On westward I went, stopping at Kansas City, at Denver and Greeley, Colorado, and to Ogden, Salt Lake City, and Provo, Utah — where I lectured in the Brigham Young Polysophical Academy!
Mrs. Susa Young Gates, the greatest child of her great father, Brigham Young, one of the friends I made at the London Congress, has remained so to her death. She was a remarkable woman, herself a writer and speaker, an organiser, an editor, and mother of eleven children. I always visited her when in Utah. There were a number of lectures this time, and I had a chance to see my brother’s second wife and my nephew Basil, a dear boy.
Another friend in Ogden, Mrs. Coulter, took me to the Aglaia, apparently a literary circle. “Hear Lamb discussed — with faint — final — reference to his possible sense of humor!” By December 8th I am in San Francisco, first time since ignominious departure in 1895.
I love to reach the coast by the U.P. The long, upward pull to the divide, two big engines tugging and puffing like live things. Then, as we go over, the sudden change in the sound of the wheels, easy, swift, as we roll down, passing degrees of latitude in minutes almost, snow, evergreens, deciduous trees, the rich, sweet air, the growing warmth, and all at once oranges, palms, roses, California! I love that state (geographically) from end to end; love the whole Pacific Coast for that matter, but California especially.

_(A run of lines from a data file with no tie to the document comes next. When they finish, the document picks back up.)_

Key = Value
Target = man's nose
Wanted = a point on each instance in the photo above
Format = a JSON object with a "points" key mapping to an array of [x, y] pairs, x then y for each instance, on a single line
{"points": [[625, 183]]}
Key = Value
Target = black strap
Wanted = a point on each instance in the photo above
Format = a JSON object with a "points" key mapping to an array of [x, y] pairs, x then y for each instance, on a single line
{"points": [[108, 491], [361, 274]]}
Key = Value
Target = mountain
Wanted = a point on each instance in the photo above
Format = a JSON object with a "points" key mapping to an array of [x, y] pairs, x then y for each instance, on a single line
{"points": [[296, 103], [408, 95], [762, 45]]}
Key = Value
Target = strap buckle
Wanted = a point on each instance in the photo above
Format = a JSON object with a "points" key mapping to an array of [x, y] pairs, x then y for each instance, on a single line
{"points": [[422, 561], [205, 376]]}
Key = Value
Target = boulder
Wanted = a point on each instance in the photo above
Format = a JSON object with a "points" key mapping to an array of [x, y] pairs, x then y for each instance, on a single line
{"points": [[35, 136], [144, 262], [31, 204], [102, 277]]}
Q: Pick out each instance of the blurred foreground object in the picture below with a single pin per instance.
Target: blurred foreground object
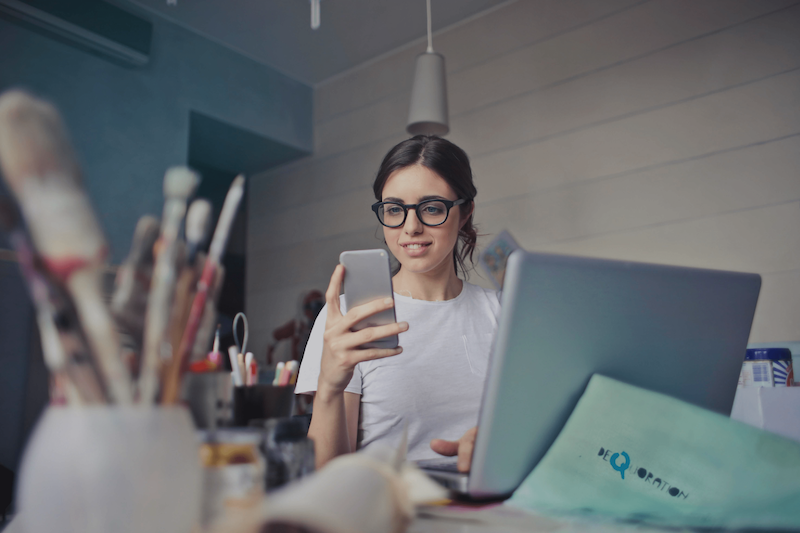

The mountains, the valleys, the brilliant sea, the endless profusion of rich foliage and flowers and fruit, the long, sweeping contours of the topography, the blessed calmness of the air — all these I love. Yet, when it comes to people, never have I been so misliked and misunderstood as in that state. However, those people are mostly dead by this time, and I have fulfilled my determination when hounded by evil-minded newspapers — have made a wide and good reputation in spite of them.